Biopharmaceutical company Avacta Group PLC (AIM: AVCT) announced on Monday that it has presented updated clinical data from its Phase 1a/1b trial of AVA6000, its pre|CISION-enabled form of doxorubicin, highlighting encouraging early efficacy and a favourable safety profile in patients with salivary gland cancer (SGC) at the 2026 American Society of Clinical Oncology Annual Meeting in Chicago.

The latest results showed multiple confirmed responses among patients in the SGC expansion cohort treated at the recommended dose for expansion of 310 mg/m². Of 38 evaluable patients, four achieved confirmed partial responses and nine recorded minor responses, while the disease control rate remained at 92%, with 35 patients achieving either stable disease or a clinical response. Nine patients continue to receive treatment and a further 11 remain under follow-up for disease progression.

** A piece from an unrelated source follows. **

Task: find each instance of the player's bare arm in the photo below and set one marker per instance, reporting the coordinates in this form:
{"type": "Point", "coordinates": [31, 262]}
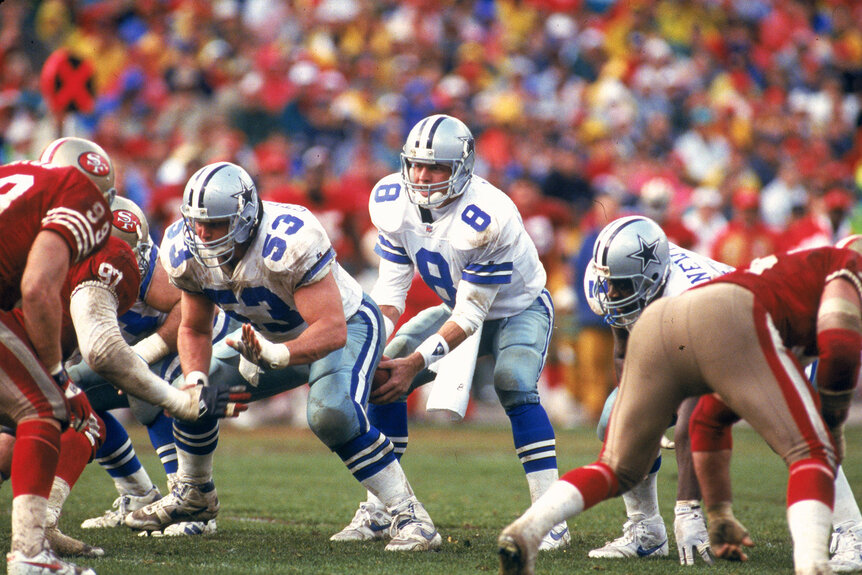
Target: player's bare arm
{"type": "Point", "coordinates": [47, 265]}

Avacta reported that AVA6000 continues to demonstrate a safety profile consistent with earlier findings from the Phase 1a dose-escalation study. Rates of Grade 3 and Grade 4 adverse events remained lower than those historically associated with conventional doxorubicin, despite the recommended expansion dose being almost three times higher than the maximum tolerated dose of standard doxorubicin.

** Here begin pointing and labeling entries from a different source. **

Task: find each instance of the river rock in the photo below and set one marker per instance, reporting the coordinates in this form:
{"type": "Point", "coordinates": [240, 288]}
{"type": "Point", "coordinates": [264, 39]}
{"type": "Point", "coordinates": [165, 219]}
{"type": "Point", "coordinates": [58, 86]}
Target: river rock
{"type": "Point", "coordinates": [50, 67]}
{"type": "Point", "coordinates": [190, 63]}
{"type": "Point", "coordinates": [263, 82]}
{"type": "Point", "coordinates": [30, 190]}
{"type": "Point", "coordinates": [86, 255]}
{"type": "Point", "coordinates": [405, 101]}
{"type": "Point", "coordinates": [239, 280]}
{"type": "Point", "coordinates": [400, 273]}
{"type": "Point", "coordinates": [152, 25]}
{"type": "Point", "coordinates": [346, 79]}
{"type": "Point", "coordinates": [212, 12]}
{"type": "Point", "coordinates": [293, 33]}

New pharmacokinetic and exposure-response analyses further reinforced the differentiated profile of AVA6000. The data showed that active doxorubicin is released within the tumour microenvironment through cleavage by fibroblast activation protein (FAP), resulting in lower and delayed systemic exposure compared with conventional intravenous doxorubicin. Preliminary population pharmacokinetic modelling indicated that the high systemic peak concentrations typically associated with standard doxorubicin are largely eliminated with AVA6000.

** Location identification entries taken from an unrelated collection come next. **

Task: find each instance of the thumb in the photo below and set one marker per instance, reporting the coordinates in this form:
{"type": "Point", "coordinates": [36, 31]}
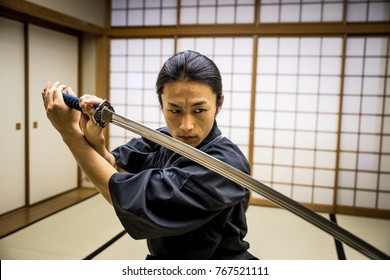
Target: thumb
{"type": "Point", "coordinates": [70, 91]}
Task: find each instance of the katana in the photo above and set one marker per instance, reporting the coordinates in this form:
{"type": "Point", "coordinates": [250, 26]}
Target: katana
{"type": "Point", "coordinates": [104, 114]}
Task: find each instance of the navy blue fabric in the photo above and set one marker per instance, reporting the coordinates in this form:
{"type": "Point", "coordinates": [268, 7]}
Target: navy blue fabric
{"type": "Point", "coordinates": [184, 210]}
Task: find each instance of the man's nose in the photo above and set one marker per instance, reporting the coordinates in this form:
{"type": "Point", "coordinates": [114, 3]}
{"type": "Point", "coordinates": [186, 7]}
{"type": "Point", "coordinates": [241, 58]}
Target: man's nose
{"type": "Point", "coordinates": [187, 123]}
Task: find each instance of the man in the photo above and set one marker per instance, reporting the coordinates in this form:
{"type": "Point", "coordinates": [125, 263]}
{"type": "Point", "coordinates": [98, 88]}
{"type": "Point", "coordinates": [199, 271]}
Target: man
{"type": "Point", "coordinates": [184, 210]}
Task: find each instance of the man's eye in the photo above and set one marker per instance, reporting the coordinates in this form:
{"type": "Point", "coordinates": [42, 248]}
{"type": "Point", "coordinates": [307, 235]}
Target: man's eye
{"type": "Point", "coordinates": [197, 111]}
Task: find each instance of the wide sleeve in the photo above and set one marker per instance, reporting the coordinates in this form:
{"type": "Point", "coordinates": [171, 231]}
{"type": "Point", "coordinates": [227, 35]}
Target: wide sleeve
{"type": "Point", "coordinates": [171, 201]}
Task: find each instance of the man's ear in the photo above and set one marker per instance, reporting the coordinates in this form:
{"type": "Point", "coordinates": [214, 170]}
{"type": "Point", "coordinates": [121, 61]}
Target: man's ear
{"type": "Point", "coordinates": [220, 104]}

The company also highlighted continued evidence of favourable cardiac safety. Among 111 patients treated to date, no severe cardiac toxicity events or cardiomyopathy cases have been reported, while only four patients experienced significant reductions in left ventricular ejection fraction. Importantly, no meaningful relationship was identified between exposure to released doxorubicin and changes in cardiac function.

Based on these findings, Avacta received agreement from health authorities to remove the protocol-defined lifetime maximum exposure limit of 550 mg/m² earlier this year, allowing continued dosing beyond levels traditionally associated with cumulative cardiac toxicity from conventional doxorubicin.

The study remains ongoing, with patient enrolment continuing. Avacta said it expects to provide additional updates on the AVA6000 programme at the BIO International Convention, taking place from 22 to 25 June 2026 in San Diego, California.

AVA6000 is the lead programme within Avacta's proprietary pre|CISION platform, which is designed to selectively release highly potent cancer therapies within the tumour microenvironment while reducing exposure to healthy tissues. The company believes the approach has the potential to improve the therapeutic index of established oncology agents by enhancing efficacy while limiting systemic toxicity.